Avant la pollution et les désastres climatiques, ce sont les menaces de la guerre nucléaire qui influencent les auteurs les plus visionnaires, et commencent à troubler durablement l’image optimiste des cités radieuses (La ville sous globe, Edmond Hamilton, 1952). Puis viennent les pandémies (Je suis une légende, de Richard Matheson, 1954 ; Le monde, enfin, de J.P. Andrevon, 2006) après lesquelles les villes se dégradent lentement par l’absence des hommes. Tout se complexifie, se brouille ou se dédouble. Les fictions mettent en scène des doubles d’humains (les réplicants dans Blade Runner), des doubles urbains dans l’étonnant polar The city & the City de China Miéville (2009), où deux cités irréconciliables se fondent dans un même espace urbain. Une thématisation fantastique de ce que l’on peut voir dans certaines villes gagnées par le communautarisme ou le séparatisme : des populations qui coexistent, selon des valeurs et modes de vie différents, voire antagonistes.
La science-fiction pousse ainsi très loin le curseur de situations en germe dans nos villes et nos sociétés. Sa force est de mettre sous nos yeux, sous forme narrative, des avenirs possibles, mais aussi des repoussoirs. À nous de faire en sorte que certains ne deviennent pas du tout probables.

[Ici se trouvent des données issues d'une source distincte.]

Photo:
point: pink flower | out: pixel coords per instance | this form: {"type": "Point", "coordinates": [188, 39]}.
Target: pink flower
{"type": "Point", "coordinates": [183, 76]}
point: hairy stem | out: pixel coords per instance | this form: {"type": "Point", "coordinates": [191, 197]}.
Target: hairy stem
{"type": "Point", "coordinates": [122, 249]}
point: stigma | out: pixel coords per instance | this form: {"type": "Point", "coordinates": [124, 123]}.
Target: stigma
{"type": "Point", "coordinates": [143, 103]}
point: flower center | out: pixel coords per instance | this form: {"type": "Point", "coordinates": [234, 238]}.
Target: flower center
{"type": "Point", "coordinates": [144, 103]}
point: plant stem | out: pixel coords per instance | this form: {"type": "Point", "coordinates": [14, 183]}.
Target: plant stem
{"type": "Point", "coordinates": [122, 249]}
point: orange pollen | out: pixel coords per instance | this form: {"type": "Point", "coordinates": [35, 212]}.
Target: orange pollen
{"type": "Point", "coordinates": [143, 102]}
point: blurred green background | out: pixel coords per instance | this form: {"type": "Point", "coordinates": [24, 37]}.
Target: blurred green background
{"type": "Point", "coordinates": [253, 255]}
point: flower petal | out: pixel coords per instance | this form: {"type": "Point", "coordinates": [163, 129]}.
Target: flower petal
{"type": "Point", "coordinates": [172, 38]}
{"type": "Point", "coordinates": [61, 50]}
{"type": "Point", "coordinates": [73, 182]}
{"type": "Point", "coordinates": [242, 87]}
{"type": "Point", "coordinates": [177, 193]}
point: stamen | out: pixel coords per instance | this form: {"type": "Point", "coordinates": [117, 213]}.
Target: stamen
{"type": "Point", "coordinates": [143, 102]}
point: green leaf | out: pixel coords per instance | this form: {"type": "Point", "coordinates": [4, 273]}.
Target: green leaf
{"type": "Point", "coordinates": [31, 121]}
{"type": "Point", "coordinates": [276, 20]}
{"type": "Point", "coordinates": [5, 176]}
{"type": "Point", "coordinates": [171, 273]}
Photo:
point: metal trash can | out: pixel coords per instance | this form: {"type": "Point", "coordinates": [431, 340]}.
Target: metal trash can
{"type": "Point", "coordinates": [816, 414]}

En conclusion, nous avons aujourd'hui tout à la fois des prospectives urbanistiques qui exploitent la technologie dans une visée écologique (et non pas d'automatisation urbaine comme le projetait la SF optimiste en son âge d'or), afin de mener à bien le projet d’une ville future viable et résiliente, moins gourmande en énergie, adaptée aux nécessités bioclimatiques et à la gestion raisonnée de l’eau ; et tout à la fois les prophètes de l’effondrement, auxquels la SF offre des scénarios fertiles et parfois assez réalistes. Si la dystopie urbaine fait les choux gras des fictions d'anticipation, l’ingénierie de la cité écologique, moins spectaculaire mais plus encourageante, offre un espoir de résilience pour l’Homme et la nature sur cette planète malmenée. C'est le roman ou la série qu'on attend.